Aného, 12 oct. (ATOP) – Les acteurs locaux des communes Lacs 1 et 3 ont été, le mercredi 11 octobre à Aného, sensibilisées sur les impacts positifs des ouvrages de protection côtière réalisés et les phénomènes cycliques.
La rencontre est organisée par le ministère de l’Environnement et des Ressources forestières dans le cadre du projet d’investissement pour la résilience des zones côtières de l’Afrique de l’Ouest (WACA Res-IP). Elle a mobilisé les maires, les conseillers et chefs traditionnels des deux communes ainsi que des membres de l’Unité de gestion du projet (UGP).

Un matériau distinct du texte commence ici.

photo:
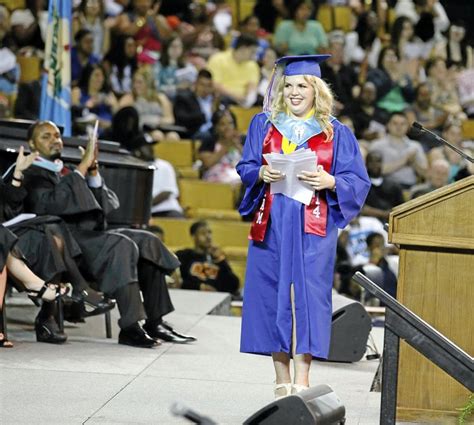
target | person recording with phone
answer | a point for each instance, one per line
(122, 261)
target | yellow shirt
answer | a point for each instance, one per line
(234, 76)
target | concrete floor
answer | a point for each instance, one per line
(93, 380)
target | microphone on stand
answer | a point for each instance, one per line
(179, 409)
(418, 128)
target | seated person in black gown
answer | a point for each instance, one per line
(51, 253)
(123, 262)
(11, 256)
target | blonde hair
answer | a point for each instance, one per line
(323, 103)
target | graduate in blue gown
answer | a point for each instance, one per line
(290, 266)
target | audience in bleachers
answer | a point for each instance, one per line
(236, 73)
(93, 99)
(300, 35)
(384, 193)
(194, 107)
(221, 153)
(144, 67)
(120, 63)
(154, 108)
(204, 267)
(404, 160)
(172, 71)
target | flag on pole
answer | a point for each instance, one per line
(56, 81)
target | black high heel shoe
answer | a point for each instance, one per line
(36, 295)
(91, 303)
(4, 342)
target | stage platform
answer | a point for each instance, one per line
(93, 380)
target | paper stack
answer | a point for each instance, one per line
(290, 165)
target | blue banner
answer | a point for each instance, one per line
(56, 81)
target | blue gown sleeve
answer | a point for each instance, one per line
(352, 181)
(250, 164)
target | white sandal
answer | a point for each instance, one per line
(296, 388)
(282, 390)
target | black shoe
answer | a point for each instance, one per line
(98, 304)
(136, 336)
(166, 325)
(73, 311)
(48, 331)
(160, 332)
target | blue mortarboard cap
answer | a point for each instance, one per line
(302, 65)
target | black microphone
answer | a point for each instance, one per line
(419, 128)
(179, 409)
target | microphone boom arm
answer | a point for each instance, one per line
(419, 127)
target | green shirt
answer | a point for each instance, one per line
(308, 41)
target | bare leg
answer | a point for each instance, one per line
(281, 363)
(20, 271)
(301, 362)
(3, 284)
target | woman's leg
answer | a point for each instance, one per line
(3, 284)
(301, 362)
(281, 363)
(20, 271)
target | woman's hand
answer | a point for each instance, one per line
(318, 180)
(270, 175)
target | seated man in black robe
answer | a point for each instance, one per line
(50, 252)
(123, 262)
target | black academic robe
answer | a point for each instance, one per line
(7, 242)
(113, 258)
(35, 237)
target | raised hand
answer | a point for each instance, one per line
(23, 161)
(89, 156)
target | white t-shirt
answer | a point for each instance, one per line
(164, 180)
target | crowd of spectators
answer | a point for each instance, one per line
(166, 69)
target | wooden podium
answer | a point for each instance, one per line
(435, 233)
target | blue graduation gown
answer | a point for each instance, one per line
(288, 255)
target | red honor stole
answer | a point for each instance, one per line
(315, 215)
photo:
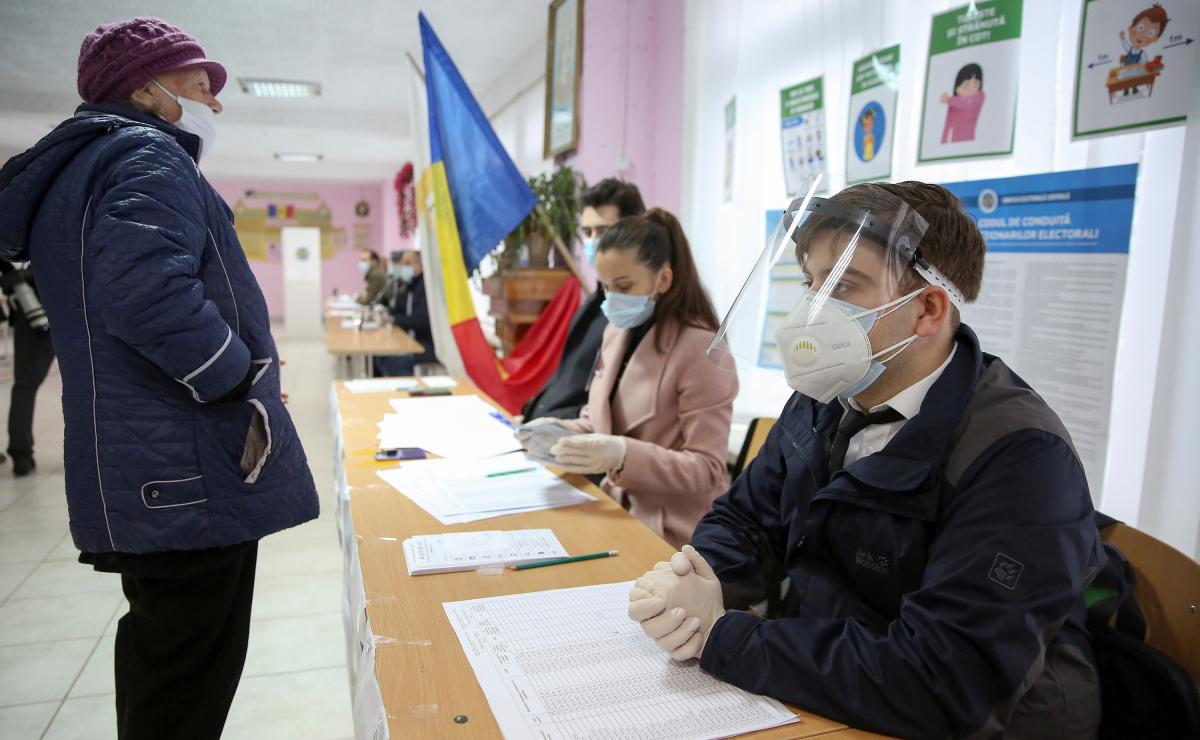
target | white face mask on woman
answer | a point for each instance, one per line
(197, 119)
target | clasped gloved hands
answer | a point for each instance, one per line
(677, 603)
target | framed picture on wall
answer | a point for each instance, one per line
(564, 54)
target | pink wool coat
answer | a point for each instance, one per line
(675, 410)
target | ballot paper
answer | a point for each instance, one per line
(541, 440)
(570, 663)
(455, 427)
(460, 491)
(469, 549)
(381, 385)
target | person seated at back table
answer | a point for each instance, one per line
(925, 504)
(375, 276)
(657, 422)
(567, 391)
(409, 312)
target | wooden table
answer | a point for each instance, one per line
(359, 347)
(1115, 84)
(517, 300)
(403, 651)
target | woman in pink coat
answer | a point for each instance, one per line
(657, 422)
(963, 108)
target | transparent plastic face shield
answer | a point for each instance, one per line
(857, 252)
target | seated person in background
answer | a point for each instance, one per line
(567, 391)
(658, 415)
(371, 268)
(937, 546)
(409, 312)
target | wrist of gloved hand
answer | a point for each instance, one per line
(677, 603)
(591, 453)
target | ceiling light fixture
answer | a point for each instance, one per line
(298, 156)
(279, 88)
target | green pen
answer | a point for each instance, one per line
(526, 566)
(498, 474)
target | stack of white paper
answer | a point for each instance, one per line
(450, 426)
(460, 491)
(570, 663)
(471, 549)
(381, 385)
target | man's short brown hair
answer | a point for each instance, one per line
(952, 241)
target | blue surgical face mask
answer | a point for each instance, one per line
(627, 311)
(589, 250)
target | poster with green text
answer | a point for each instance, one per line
(873, 115)
(971, 82)
(1134, 67)
(802, 133)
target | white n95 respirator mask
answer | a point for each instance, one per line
(826, 348)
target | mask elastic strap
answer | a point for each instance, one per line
(889, 306)
(899, 347)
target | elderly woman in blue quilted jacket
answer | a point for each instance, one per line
(179, 452)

L’objectif est d’échanger et de sensibiliser ces acteurs sur l’utilité, le dimensionnement et le fonctionnement des ouvrages réalisés dans le cadre des travaux de protection côtière en termes de protection physique ; les limites des ouvrages en cas de phénomène cyclique comme la submersion marine. Il s’agit aussi de les éclairer sur leur responsabilité afin qu’ils puissent convaincre la base lors des sensibilisations de masse pour contribuer à la pérennisation de ces ouvrages.
Cette assise a permis participants d’être édifiés sur les rôles des épis, du brise lame et de la digue de sable ainsi que sur leur choix, dimensionnement, utilité, fonctionnement, limite et l’impact positif puis de recueillir les suggestions et inquiétudes en vue de rechercher des approches de solution.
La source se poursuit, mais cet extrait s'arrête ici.